The absence of an Absorb (Abbott) control group in this study4 means that only indirect comparisons can be made. In a previous porcine model, Absorb showed a higher injury score at 12 months and more pronounced inflammation only at ≥6 months post-implantation compared to metallic drug-eluting stents7. Therefore, the lack of increased injury score and inflammation with the novel device evaluated in the present study may well be related to the shorter study period, although a positive contribution from the rounded shape of the struts is also plausible4.
It is well known that thicker struts increase coronary flow separation and stagnation, thereby enhancing platelet deposition and thrombin and fibrin generation8. However, it is very unlikely that the small difference in strut thickness between AMSorb and Absorb (<20 μm) makes a relevant difference in this regard. Previous in vitro research has shown that not only greater strut thickness but also rectangular strut geometry disturbs the local flow field creating peristrut recirculation zones with longer blood particle residence times and increased thrombus formation9. Round struts were associated with reduced recirculation zones and fibrin deposition and increased expression of protective endothelial thrombomodulin9. Therefore, the round struts created by the 3D printing technology may also partly explain the good results observed in the present study4. AMSorb was associated with a similar degree of endothelialisation to that seen in the metallic DES group4. Although it is possible that the strut shape and thickness of this device contributed to this result, endothelialisation was also not affected by device type (Absorb or XIENCE [Abbott]) in a previous animal study7.
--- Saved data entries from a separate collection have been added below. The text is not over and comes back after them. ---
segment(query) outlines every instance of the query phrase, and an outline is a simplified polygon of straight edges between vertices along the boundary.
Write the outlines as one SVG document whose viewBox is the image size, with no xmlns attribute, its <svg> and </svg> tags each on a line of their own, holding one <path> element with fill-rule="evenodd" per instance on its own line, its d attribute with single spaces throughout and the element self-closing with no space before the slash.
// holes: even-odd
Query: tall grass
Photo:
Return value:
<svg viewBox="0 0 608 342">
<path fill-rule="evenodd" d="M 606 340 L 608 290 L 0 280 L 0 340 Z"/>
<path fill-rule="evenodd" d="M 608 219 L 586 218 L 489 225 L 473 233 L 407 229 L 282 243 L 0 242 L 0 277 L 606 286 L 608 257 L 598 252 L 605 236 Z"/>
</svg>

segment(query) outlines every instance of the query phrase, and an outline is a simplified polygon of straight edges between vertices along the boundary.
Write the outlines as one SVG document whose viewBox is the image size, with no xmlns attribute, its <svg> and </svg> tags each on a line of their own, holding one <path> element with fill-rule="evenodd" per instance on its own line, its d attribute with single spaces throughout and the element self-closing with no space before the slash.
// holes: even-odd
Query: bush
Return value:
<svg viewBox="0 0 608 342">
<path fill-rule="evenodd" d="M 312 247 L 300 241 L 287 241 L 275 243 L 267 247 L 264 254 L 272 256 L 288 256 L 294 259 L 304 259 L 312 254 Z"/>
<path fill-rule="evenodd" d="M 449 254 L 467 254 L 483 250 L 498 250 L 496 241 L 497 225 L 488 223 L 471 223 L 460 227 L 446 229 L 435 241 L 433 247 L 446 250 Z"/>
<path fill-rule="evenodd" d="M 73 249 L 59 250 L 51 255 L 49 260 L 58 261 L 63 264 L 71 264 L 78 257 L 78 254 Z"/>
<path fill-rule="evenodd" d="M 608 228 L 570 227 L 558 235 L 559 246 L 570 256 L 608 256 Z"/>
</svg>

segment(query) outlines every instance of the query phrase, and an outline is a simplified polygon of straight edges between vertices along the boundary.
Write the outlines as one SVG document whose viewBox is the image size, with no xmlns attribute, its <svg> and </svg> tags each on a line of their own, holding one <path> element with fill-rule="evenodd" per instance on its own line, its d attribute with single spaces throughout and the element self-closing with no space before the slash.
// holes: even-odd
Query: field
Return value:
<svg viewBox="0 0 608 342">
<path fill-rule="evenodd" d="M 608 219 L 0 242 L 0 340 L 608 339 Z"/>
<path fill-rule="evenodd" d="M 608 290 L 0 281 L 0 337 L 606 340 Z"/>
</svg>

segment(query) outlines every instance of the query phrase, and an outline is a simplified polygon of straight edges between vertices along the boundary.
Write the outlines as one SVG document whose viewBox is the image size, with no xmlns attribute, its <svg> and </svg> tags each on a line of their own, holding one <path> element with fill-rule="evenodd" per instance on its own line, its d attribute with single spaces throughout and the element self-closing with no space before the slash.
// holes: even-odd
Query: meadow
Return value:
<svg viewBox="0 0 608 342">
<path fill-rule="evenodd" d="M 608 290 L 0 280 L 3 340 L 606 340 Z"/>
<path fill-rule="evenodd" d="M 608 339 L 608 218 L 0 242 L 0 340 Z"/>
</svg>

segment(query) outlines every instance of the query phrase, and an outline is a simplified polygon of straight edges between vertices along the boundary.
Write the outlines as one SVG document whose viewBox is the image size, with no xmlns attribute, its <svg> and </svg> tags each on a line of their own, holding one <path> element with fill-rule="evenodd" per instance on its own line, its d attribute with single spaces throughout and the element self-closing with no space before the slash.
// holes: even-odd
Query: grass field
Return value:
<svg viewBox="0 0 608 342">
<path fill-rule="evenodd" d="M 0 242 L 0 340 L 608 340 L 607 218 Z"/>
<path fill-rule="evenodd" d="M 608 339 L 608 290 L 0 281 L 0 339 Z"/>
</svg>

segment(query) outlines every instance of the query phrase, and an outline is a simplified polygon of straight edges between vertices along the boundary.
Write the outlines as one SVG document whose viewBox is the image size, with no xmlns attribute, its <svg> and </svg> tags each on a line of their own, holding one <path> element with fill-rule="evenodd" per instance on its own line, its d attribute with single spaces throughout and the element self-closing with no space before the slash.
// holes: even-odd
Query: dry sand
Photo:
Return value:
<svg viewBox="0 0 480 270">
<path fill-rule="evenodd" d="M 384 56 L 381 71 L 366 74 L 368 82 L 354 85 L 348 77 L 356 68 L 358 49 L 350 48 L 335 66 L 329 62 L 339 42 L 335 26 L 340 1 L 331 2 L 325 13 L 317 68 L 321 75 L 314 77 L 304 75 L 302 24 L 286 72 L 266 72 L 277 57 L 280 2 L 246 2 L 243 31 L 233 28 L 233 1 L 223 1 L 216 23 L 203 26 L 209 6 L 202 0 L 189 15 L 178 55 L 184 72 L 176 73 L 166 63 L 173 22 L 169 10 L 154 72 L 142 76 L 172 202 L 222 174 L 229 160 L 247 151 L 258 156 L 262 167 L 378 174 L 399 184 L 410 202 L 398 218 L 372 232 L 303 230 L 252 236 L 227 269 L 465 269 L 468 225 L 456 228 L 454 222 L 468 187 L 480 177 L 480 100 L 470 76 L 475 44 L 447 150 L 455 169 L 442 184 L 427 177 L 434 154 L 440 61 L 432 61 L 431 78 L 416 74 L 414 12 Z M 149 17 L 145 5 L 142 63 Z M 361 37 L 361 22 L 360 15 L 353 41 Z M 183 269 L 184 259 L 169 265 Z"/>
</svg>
In conclusion, the present porcine model study used a multifaceted evaluation methodology, including angiography, OCT and histopathology, and showed very encouraging results with a novel BRS based on 3D printing technology. This technology should probably be incorporated in the effort to create BRS with thinner and improved strut shapes, with greater chances of a safer and more effective device for clinical practice. However, a look at the past shows that even with the Absorb scaffold, preclinical results were encouraging enough to justify the start of clinical trials. The challenging question is which preclinical evaluation method is more likely to avoid the kind of disappointment that we have seen in clinical practice with older polymer-based and fully resorbable scaffolds. The work of Shi and colleagues4 has shown that this technology may have a new lease of life, provided that it is carefully evaluated and that the lessons of the past are taken into account.
Conflict of interest statement
A. Kastrati is one of the inventors of a patent application from his institution related to drug-eluting stent technology. M. Seguchi has no conflicts of interest to declare.